I can come up with examples for infinite sets, but I wasn't sure about finite sets. I know that a closed set can be infinite or finite (e.g. the integers), but what about open sets? Must they be always infinite?
Thanks in advance for all your help! I really appreciate it!
Best Answer
In most applications, topological spaces are assumed to be Hausdorff ($T_2$), i.e. that any two distinct points have disjoint neighbourhoods. This is true among others for metric spaces, like the real numbers, and it immediately implies the $T_1$ condition which says that for any pair of distinct points, each has a neighbourhood not containing the other, which is actually equivalent to saying that any singleton set is closed.
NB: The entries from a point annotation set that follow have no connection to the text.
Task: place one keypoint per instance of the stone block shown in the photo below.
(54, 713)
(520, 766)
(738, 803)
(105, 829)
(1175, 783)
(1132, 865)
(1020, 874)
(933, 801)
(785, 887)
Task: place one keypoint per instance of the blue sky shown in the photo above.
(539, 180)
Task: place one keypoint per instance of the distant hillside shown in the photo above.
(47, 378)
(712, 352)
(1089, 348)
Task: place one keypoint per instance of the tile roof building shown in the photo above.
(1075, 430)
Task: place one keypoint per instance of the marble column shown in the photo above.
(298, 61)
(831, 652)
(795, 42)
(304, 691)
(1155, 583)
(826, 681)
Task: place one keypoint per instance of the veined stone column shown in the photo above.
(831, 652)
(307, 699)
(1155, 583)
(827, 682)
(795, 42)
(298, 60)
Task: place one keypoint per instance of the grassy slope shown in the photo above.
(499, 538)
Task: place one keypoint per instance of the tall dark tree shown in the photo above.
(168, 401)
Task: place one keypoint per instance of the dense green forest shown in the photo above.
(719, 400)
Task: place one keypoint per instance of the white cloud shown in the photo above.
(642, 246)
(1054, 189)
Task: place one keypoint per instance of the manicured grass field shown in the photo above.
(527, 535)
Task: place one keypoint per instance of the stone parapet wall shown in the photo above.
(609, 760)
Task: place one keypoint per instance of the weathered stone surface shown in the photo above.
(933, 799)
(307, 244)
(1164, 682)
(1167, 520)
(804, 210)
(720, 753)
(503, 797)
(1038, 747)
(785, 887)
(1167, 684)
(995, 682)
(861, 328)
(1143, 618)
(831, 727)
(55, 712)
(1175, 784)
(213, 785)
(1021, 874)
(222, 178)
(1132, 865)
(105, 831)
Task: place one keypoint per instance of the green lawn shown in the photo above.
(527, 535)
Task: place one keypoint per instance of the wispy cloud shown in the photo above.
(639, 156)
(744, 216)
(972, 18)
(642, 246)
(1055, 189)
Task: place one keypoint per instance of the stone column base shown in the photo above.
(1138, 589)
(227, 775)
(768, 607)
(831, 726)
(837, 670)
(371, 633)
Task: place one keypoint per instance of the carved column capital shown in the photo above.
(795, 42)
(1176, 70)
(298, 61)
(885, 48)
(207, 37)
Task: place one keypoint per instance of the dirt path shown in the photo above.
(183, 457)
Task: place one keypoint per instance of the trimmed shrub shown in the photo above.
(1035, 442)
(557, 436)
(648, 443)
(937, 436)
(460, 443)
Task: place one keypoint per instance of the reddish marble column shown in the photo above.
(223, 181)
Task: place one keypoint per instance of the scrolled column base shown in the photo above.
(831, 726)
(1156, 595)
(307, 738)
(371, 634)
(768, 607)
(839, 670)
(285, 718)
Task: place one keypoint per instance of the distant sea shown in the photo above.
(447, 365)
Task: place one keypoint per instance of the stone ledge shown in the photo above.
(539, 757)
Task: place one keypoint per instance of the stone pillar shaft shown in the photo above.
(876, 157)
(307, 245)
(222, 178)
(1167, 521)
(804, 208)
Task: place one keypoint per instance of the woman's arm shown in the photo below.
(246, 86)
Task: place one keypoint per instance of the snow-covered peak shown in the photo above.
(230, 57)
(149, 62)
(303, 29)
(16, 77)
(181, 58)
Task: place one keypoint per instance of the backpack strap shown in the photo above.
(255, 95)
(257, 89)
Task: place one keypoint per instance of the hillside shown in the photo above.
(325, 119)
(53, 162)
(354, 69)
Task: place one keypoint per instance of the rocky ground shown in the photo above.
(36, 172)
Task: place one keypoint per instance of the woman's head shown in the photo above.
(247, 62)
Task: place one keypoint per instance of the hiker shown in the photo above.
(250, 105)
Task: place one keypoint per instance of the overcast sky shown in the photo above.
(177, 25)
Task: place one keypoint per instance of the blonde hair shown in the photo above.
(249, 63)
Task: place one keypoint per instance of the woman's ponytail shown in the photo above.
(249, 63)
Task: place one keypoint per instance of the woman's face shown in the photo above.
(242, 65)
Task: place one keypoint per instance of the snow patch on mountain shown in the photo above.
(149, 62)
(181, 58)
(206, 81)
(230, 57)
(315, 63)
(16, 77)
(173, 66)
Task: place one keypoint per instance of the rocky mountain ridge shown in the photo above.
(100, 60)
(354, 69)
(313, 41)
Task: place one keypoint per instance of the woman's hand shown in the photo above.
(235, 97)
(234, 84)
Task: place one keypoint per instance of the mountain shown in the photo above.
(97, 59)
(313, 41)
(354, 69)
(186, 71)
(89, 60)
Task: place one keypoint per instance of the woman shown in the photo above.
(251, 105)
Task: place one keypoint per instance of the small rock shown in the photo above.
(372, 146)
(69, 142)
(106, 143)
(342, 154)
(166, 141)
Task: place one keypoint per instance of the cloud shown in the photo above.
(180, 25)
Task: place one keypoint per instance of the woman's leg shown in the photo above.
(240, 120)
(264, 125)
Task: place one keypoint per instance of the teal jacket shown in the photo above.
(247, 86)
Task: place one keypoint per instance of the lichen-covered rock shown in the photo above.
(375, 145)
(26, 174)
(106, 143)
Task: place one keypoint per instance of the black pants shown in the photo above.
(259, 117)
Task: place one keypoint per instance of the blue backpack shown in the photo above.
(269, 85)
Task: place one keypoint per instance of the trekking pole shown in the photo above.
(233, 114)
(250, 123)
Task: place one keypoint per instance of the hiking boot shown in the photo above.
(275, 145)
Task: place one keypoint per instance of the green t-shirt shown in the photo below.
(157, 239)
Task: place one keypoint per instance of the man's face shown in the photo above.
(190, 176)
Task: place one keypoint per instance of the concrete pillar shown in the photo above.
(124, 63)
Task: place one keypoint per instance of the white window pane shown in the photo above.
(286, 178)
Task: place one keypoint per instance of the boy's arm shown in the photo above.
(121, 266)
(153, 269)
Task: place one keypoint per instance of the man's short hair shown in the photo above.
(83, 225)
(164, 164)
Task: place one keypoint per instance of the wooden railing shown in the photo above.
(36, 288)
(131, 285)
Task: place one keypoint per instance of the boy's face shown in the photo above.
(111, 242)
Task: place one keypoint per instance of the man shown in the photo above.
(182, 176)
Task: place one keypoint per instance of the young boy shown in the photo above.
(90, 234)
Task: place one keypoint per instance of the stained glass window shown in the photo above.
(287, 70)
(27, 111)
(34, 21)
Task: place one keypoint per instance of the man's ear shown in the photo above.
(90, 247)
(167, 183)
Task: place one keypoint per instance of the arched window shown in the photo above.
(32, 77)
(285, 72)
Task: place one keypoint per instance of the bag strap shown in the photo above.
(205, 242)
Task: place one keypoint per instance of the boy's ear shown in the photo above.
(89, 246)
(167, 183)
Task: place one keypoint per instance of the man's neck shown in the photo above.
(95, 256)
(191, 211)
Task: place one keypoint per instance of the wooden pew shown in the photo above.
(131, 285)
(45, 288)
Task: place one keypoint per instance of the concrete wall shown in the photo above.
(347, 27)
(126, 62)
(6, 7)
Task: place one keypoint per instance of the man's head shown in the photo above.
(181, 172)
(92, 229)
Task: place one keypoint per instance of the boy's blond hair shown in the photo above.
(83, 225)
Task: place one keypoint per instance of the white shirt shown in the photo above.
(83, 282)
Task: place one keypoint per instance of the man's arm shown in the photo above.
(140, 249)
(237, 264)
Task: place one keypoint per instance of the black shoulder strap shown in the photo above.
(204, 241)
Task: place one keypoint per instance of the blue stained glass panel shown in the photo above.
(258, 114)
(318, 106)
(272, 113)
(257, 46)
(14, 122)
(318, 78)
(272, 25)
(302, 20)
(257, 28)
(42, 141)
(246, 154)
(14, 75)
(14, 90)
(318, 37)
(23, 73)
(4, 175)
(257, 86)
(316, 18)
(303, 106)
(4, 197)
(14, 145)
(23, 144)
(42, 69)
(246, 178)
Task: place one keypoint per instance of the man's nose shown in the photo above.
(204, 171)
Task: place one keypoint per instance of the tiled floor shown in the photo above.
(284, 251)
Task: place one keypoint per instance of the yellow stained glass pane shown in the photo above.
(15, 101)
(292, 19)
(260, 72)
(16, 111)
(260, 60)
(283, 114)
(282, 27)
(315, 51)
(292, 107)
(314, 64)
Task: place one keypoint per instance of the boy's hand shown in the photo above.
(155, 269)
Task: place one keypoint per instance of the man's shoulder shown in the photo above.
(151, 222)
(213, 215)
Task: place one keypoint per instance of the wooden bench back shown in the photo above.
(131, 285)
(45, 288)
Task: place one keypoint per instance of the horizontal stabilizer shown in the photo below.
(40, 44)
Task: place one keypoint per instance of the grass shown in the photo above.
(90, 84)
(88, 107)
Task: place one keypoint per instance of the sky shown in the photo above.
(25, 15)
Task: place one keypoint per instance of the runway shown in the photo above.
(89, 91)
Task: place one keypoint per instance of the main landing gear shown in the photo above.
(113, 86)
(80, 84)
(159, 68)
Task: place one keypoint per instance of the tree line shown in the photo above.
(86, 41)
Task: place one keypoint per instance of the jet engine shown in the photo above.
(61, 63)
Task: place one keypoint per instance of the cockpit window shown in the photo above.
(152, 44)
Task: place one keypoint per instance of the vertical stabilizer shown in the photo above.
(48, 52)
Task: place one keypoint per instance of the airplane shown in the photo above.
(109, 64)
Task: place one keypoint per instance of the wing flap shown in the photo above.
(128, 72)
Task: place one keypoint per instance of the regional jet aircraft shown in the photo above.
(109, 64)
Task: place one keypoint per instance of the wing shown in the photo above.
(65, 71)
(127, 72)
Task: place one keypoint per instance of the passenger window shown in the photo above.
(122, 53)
Now, finite unions of closed sets are closed, so if a topological space $X$ is $T_1$, then any finite set is closed. On the other hand, if a space is not $T_1$, then if you take the pair of points witnessing that, i.e. $x,y\in X$ such that for any open $U\ni y$ we have $x\in U$, then the set $\{x\}$ will not be closed, an in fact any set containing $x$ but not containing $y$, finite or not, will not be closed. In particular, any finite set which is not open and does not contain $y$ is neither open nor closed.
For example, any nonempty finite subset of an infinite space with trivial topology is neither open nor closed.
Note that even if a space is not $T_1$, it can still be the case that every finite set is either open or closed, for example if you take $X=\{x,y\}$ with open sets $\emptyset,X,\{x\}$, then $\{y\}$ is closed and all other subsets of $X$ are open.